Highlighted by Shedeur, one of the top quarterback prospects in the 2025 NFL Draft, and two-way sensation Travis Hunter, Colorado ranked in the top 30 nationally in pass efficiency (149.3) in 2023. But that’s about all that went right. The Buffs ranked last out of 133 FBS teams in rushing yards per attempt (2.31) and second-to-last in sacks allowed (56).

As for the defense — not great. They finished 115th in yards per play allowed (6.27).

After all the hype, the Buffs finished in the same place in the last-ever Pac-12 standings as they did the year before: alone in last place.

That’s the “glass half-empty” perspective.

But on Wednesday, Deion Sanders raved about the improvement he saw this spring at nearly every position group — particularly highlighting his largely remade staff. Speaking about DC Rob Livingston, formerly the Cincinnati Bengals’ secondary coach, Sanders said, “I feel like we’re going to kick butt, we’re going to win, and he’s going to be a head coach in college or pros or whatever he endeavors because he’s that good.”

On the defensive line, coached in part by former Nick Saban assistant Sal Sunseri since last season, the head coach raved about “the way these young men are working and the athletes that they are and the bodies that they have and they developed right now.” He called outside linebackers coach Vincent Dancy “one of the best coaches on the whole darn staff.”

The offense will again be led by former NFL head coach Pat Shurmur, who took over midseason last year when Sanders demoted Sean Lewis — now the head coach at San Diego State.

“(Shurmur) is pretty darn good as well. I mean really good,” said Sanders. “His compatibility and his relationship with Shedeur is amazing. And what they plan to do this season, I can’t wait to see it myself.”

Again: Glass half-full.

Take a closer look at that new staff, and one might notice that Livingston, who spent the past 12 seasons with the Bengals, has never been a play caller. His lone college experience was as an analyst at Furman and Vanderbilt. Or that Sunseri, 64, moved to an off-field role under Saban before Sanders came calling. Or that Sanders hired Dancy last year coming off a 10-38 stint as the head coach at Mississippi Valley State.

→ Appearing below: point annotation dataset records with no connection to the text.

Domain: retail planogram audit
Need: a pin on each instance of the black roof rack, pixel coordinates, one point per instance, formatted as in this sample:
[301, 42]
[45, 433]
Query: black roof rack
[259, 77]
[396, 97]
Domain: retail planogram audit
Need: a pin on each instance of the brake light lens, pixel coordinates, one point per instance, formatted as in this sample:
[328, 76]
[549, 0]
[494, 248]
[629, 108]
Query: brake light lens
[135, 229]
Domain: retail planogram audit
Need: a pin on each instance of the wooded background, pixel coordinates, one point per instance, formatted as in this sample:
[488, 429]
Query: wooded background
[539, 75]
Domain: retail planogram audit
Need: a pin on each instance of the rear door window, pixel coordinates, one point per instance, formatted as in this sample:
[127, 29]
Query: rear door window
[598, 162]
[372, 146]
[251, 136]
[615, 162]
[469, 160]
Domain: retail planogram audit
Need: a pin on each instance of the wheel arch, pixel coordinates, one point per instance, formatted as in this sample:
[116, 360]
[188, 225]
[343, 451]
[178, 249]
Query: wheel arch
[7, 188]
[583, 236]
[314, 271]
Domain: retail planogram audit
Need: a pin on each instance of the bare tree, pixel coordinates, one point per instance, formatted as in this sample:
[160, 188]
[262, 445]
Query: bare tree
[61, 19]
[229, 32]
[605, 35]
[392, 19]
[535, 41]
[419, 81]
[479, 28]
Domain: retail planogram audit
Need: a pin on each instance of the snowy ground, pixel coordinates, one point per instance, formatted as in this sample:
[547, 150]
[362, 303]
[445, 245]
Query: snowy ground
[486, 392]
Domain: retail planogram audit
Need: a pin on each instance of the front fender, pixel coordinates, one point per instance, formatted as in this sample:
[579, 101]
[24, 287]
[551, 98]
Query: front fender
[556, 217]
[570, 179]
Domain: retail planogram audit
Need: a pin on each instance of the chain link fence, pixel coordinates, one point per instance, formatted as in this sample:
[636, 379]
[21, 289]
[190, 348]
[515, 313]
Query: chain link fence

Or that the new O-line coach, former Oklahoma and NFL tackle Phil Loadholt, has never before held an on-field coaching role. He’s only charged with upgrading CU’s most visible weak spot from last season.

Again: Glass half-empty.

Deion did not shy away from hyperbole in talking about some of his players. He was aghast that Hunter did not receive the highest player score in the new EA Sports College Football 25 game (he was tied for second). He expressed excitement when a local reporter mentioned the Raiders might be eyeing Shedeur but said he also hoped they didn’t lose enough games to draft that high. He proclaimed safety-turned-linebacker Trevor Woods “is going to be the next Brian Urlacher,” and suggested defensive end B.J. Green could develop into a first-rounder.

“We want four (picks) in the first round,” said Sanders. “The only way that’s going to happen is that we win and they’re dominant.”

But it won’t be a handful of high-end players that determine whether CU makes a big jump in 2024. It will come down to whether Sanders has been successful in upgrading the rest of the two-deep over the past two offseasons. The Buffs will once again trot out a lineup heavy on transfer portal pickups, though Sanders made it a point to mention that 13 high-school signees played as freshmen last season. And few players drew more praise from him than former walk-on running back Charlie Offerdahl.

With the massive hype that’s accompanied the Pro Football Hall of Famer since he took the job, “progress” won’t move the needle this season. Just reaching a bowl game would be a big step for any other Colorado coach, but this one was hired to make a much bigger splash — 10 wins, conference title contention, etc.

And with this almost certainly being the last year he has Shedeur and Hunter, it may feel like a make-or-break season already.

“I’m judged on a different scale,” said Sanders. “My wins are totally different than your wins.”

How many wins will he produce in 2024?

That depends if you take the glass half-full or glass half-empty perspective.